She only looked more confused. “I’m not a guard. I don’t fight.”
After the war, they’d stopped calling them soldiers. Each realm hadguardswho were meant for defense of its citizens. They enforced the peace and protected against criminals or exiles.
In those earliest years, each realm had been restricted on how many guards they could have, but the peace accords had let the realms slowly build up their force as it became clear that they could cooperate and work together. Guards transferring between the realms was encouraged as another way to make it feel as though they all worked together.
But the High King’s guard had jurisdiction everywhere.
So, really, they were still soldiers, but dressed up more nicely, like that could help them keep the peace. He couldn’t blame Larexa for not being interested.
“So I gathered from the fact that you never train with the guards,” Tor said easily. “But that doesn’t mean you shouldn’t know how to defend yourself.”
The music had drifted into something altogether more serious and somber-sounding, Tor realized.
“I don’t want to fight,” she repeated, a mulish expression on her face now.
“I can respect that,” Tor said, wondering suddenly if her father had tried to convince her to become the next great warrior, an Extraordinary guard in an army that didn’t have one. “I’m not asking you to fight. I’m trying to check to see if you could defend yourself if you were attacked.”
Larexa looked a bit alarmed now. “Why would I be attacked?”
“For the same reason that anybody is. Because you’re in the way, you have something that someone wants, or you’re a way to get to something that someone wants.”
She looked like she wanted to protest but couldn’t quite figure out how to do so.
“I don’t want to hurt anyone,” she repeated after a moment. “And look at me.” One hand left the keyboard briefly, back almost before Tor had had time to process that she’d gestured the length of her body.
He gave his most polite leer. “And very lovely you are, too.”
She cast him an exasperated look. “I’m about half your size.”
“You’re… a little more delicate than me,” Tor agreed. “Perfect for someone who wants to wrap themselves around you, I imagine.” She made a face, making him smile. “Or not. I’m just saying that’s harder to do when someone is larger than you are. You run out of arm span.”
Larexa rolled her eyes. “I’ll take your word for it. But how am I going to defend myself when I’m half the size of the people attacking me?”
“Through your magic, of course,” Tor said simply. “If you don’t want to do anything physical, you don’t have to. If you’re magically stronger than your opponent, you can overcome them. You know how few Extraordinary there are.”
It was estimated that Extraordinary made up less than a fraction of a percent of the population. Illustrious were under three percent, and the vast majority of people were Unremarkable. It was all carefully registered when people were Presented to their ruler after they Manifested.

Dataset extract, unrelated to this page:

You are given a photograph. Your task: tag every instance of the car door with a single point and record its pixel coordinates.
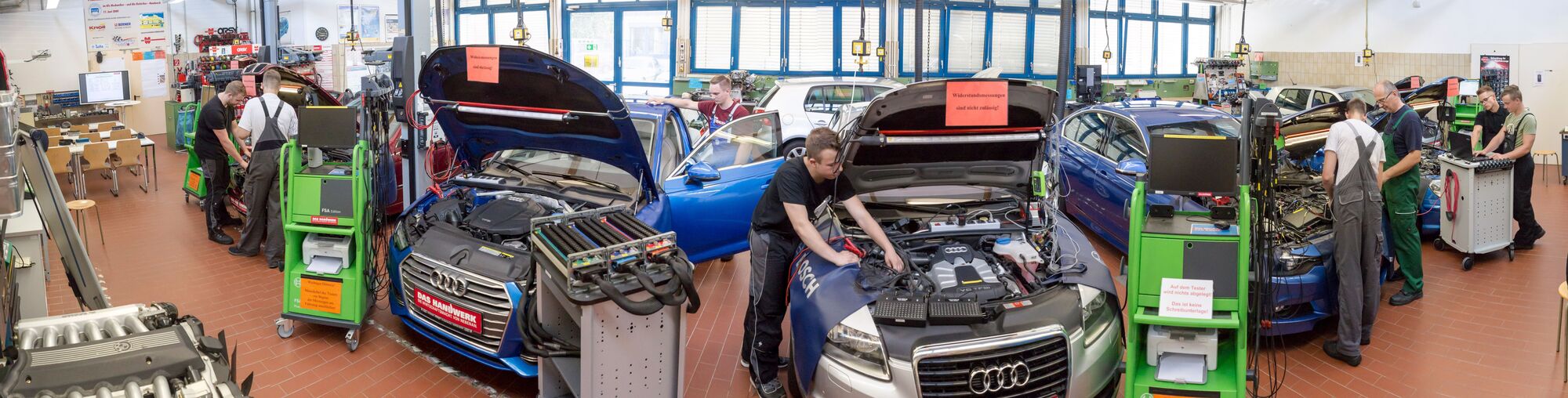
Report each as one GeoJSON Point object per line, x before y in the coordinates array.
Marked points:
{"type": "Point", "coordinates": [713, 219]}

“Do you really think someone would attack me?” Larexa was frowning.
Tor shrugged. “I’d sleep better at night if I knew that in the unlikely event someone did, you could defend yourself.”

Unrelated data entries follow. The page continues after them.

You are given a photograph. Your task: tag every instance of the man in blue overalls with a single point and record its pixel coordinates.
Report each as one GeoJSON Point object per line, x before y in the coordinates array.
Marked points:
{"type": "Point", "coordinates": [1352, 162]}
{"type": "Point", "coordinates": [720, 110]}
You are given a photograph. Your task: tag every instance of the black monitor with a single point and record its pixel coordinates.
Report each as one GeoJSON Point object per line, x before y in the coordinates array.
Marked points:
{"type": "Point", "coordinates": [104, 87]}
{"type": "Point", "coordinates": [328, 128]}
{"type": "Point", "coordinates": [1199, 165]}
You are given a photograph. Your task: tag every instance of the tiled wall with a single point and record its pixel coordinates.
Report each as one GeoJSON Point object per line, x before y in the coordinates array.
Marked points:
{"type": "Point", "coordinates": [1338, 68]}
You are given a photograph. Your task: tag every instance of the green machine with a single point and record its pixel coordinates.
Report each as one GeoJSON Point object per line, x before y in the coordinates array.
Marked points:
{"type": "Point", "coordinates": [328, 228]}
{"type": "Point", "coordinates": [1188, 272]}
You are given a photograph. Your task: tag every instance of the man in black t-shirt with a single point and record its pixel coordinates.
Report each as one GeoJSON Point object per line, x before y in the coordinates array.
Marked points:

She eyed him speculatively. “You want music lessons?”
“No,” he responded immediately.
She raised an eyebrow sharply. “But it would be good for you. It would increase the dexterity of your fingers and your mind—and it would mean that you didn’t have tofake it the next time some poor person asks you to turn the pages for them while they’re playing the piano.”
And all Tor could do was laugh. “You drive a hard bargain. Very well; I accept your terms. If you’ll try to learn defense, I’ll try to learn music.”
He didn’t want music lessons even a little, but it would be worth it to know that Larexa was safer.
Varex really had been the more obedient twin. Not only had he taken his music lessons as a child, he’d allowed Tor to bribe him so that he took Tor’s for a while, too, until their mother figured it out and finally agreed that he was unteachable.
He’d have to see whether he or Larexa was more stubborn.
“Just, uh, give me a few days to figure out where things stand with your brother, and then we can start lessons, all right?”
“Good luck,” she told him. “Pel’s very stubborn.”